Trauma—brought about as a result of conflict or from living under an oppressive regime—affects a significant portion of the population in states in transition. Yet, the stress and trauma on individuals, their communities and practitioners, and its potentially negative impacts, are often ignored or misunderstood. Prolonged conflict may result in a vicious cycle where violence becomes the perceived norm and creates a society where crimes and violence are more likely to happen.
After conflict, a high priority for post-conflict countries is to reform the existing justice and security system. However, it is critical that those promoting the rule of law in conflict-affected countries strive to understand the impact of trauma on their work and proceed in a trauma-sensitive manner. The United States Institute of Peace believe that it is only by empowering post-conflict communities and practitioners in the field with the knowledge to diffuse the legacy of trauma will we be able to break the cycle of violence and build a better path to justice and security.
The United States Institute of Peace (USIP) invites you to a public event on "Trauma Resilience as a Keystone to Building the Rule of Law in Conflict-Affected Societies." The first panel will examine the phenomenon of trauma from the panelists' experiences in post-conflict zones and the ways in which it affects initiatives to promote justice, security, and the rule of law. The panelists will also share how their experiences became an impetus for the development of new and innovative approaches to building trauma resilience—the finding of pre-existing points of local resilience and building on those to ensure culturally and contextually appropriate responses to trauma.

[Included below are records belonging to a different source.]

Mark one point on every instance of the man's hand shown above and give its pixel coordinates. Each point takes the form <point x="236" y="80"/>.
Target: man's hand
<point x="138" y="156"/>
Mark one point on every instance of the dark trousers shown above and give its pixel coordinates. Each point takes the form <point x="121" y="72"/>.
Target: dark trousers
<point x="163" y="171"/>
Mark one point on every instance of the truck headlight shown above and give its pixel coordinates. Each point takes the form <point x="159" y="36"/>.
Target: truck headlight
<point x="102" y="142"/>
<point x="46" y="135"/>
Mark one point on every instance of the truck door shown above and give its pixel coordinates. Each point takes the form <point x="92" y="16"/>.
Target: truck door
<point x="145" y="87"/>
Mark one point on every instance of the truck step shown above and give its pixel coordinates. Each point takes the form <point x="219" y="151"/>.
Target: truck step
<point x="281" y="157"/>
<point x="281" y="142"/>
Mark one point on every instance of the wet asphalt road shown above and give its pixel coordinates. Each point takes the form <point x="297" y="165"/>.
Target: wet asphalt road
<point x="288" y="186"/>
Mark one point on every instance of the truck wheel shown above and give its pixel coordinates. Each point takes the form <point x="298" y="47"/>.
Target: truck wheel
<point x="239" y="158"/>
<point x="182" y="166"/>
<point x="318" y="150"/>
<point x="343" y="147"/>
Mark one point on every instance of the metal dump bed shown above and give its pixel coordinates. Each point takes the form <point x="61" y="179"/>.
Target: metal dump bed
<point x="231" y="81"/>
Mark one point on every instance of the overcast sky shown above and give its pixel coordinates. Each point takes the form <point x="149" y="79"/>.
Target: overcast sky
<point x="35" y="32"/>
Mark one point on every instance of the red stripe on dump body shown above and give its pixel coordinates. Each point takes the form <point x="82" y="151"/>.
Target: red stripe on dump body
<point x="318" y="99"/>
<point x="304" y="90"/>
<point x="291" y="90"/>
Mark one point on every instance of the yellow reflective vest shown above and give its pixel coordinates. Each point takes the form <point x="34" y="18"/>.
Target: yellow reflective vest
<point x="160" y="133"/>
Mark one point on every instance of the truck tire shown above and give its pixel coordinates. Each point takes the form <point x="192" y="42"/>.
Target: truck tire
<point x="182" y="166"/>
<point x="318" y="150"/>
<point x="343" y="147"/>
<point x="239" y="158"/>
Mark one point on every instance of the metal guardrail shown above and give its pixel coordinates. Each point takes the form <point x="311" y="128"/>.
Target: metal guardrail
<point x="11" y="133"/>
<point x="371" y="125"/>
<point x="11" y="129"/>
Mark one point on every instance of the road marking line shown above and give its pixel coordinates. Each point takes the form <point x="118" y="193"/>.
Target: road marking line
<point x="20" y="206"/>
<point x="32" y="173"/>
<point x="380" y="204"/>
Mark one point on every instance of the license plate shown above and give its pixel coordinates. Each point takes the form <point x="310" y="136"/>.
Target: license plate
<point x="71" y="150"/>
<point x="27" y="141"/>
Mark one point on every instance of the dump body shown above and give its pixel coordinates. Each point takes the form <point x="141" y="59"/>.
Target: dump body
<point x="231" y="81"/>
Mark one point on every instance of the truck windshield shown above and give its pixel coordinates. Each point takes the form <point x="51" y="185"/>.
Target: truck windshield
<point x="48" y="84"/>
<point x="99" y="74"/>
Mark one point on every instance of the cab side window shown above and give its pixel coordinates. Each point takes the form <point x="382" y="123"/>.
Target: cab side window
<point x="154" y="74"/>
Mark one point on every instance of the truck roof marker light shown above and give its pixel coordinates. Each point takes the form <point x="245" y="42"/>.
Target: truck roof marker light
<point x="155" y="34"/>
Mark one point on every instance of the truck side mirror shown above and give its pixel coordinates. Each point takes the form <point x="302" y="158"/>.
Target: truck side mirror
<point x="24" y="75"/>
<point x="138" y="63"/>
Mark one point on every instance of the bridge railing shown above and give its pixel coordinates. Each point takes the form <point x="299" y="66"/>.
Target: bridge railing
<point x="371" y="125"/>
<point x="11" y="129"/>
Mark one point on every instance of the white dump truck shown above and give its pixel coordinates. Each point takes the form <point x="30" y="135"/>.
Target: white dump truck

During the course of USIP's recent work in Libya, both high-level Libyan officials and the community identified trauma as a major issue affecting and hindering the establishment of rule of law. The second panel will focus on Libya as a case study for trauma issues and will examine the phenomenom among the general population as well as those who actively participated in the recent revolution. It will also look at the direct impact of trauma on current and future efforts to build justice, security, and the rule of law and what is needed to build trauma resilience in the Libyan context.